The runtime loop follows five steps:

Initialize the state from StateSchema.

Execute the current node with the current state.

Merge the node’s output into the global state using the chosen update strategy.

Determine the next node via the edge routing rule.

Repeat until the special END node is reached or a max‑iteration guard stops a potential infinite loop.

Comparison with Traditional LangChain Chains

Design : Chain = linear pipeline; LangGraph = graph (nodes + edges + state).

Flexibility : Chain only supports straight‑line execution; LangGraph supports branching, looping, and parallelism.

State Management : Chain passes data step‑by‑step; LangGraph provides a global mutable state accessible to all nodes.

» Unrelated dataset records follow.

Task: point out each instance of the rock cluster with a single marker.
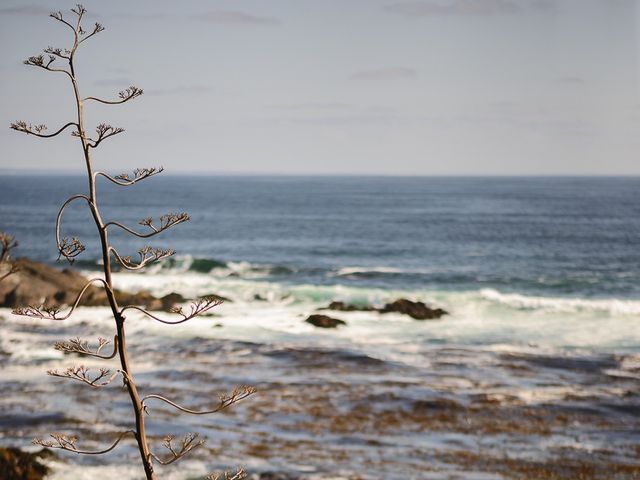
(39, 284)
(416, 310)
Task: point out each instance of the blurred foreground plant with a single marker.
(69, 248)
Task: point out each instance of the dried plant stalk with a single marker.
(70, 247)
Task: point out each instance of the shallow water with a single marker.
(533, 374)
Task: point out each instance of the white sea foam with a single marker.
(611, 306)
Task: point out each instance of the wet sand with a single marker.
(320, 413)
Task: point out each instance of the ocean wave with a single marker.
(613, 306)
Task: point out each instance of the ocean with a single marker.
(540, 276)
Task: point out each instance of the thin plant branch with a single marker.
(68, 443)
(52, 313)
(147, 255)
(104, 131)
(239, 475)
(39, 61)
(72, 247)
(81, 373)
(36, 130)
(226, 400)
(187, 443)
(96, 29)
(166, 221)
(76, 345)
(125, 95)
(69, 248)
(197, 307)
(125, 180)
(58, 52)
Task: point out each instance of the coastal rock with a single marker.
(170, 300)
(38, 284)
(346, 307)
(220, 298)
(416, 310)
(324, 321)
(18, 465)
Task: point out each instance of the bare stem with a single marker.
(187, 443)
(52, 313)
(65, 442)
(81, 373)
(124, 179)
(197, 307)
(76, 345)
(239, 393)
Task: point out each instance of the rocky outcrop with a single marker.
(324, 321)
(417, 310)
(39, 284)
(18, 465)
(346, 307)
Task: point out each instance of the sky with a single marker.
(365, 87)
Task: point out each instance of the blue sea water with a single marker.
(550, 236)
(540, 276)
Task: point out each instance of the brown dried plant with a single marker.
(69, 248)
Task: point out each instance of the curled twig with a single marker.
(147, 255)
(52, 313)
(68, 442)
(22, 126)
(239, 475)
(225, 400)
(104, 131)
(187, 443)
(124, 179)
(197, 307)
(124, 95)
(70, 248)
(103, 378)
(166, 221)
(76, 345)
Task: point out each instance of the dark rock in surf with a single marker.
(38, 284)
(220, 298)
(18, 465)
(346, 307)
(324, 321)
(171, 300)
(416, 310)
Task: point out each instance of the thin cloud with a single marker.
(388, 73)
(232, 17)
(25, 10)
(112, 82)
(188, 89)
(571, 80)
(453, 7)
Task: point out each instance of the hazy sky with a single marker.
(336, 86)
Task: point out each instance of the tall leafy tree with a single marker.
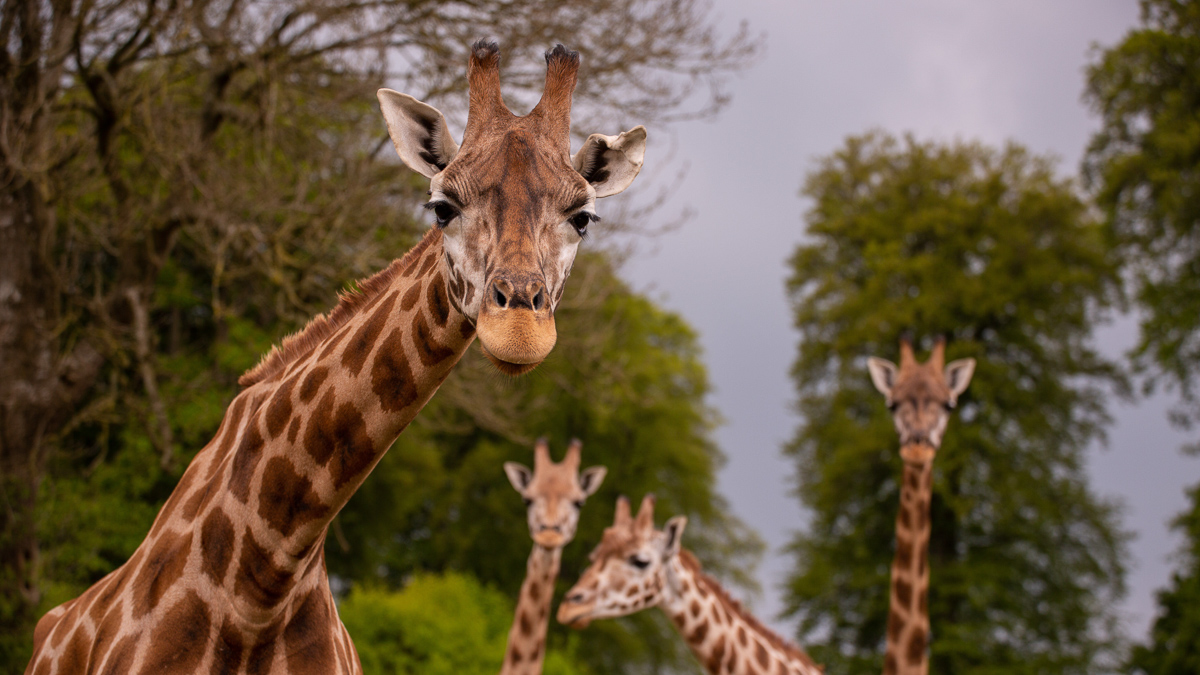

Use Cases : Chain fits simple query‑generate tasks; LangGraph excels at complex multi‑step agents (tool calls, retries, multi‑agent collaboration).

Practical Benefits

Because the state is persisted, a workflow can be paused and resumed, making long‑running agents robust. The graph model also makes debugging easier: the visualizable Mermaid diagram (generated by graph.compile()) shows exact node connections and routing logic.

Summary of Core Ideas

LangGraph solves three pain points of LLM workflow engineering:

It prevents “fragmented” execution where agents lose progress after a crash.

It abstracts complex control flow into a clear node‑edge‑state model.

It provides built‑in compilation, validation, and execution guards to make production‑grade AI pipelines feasible.

Understanding these concepts lets developers build sophisticated, maintainable AI agents as easily as assembling building blocks.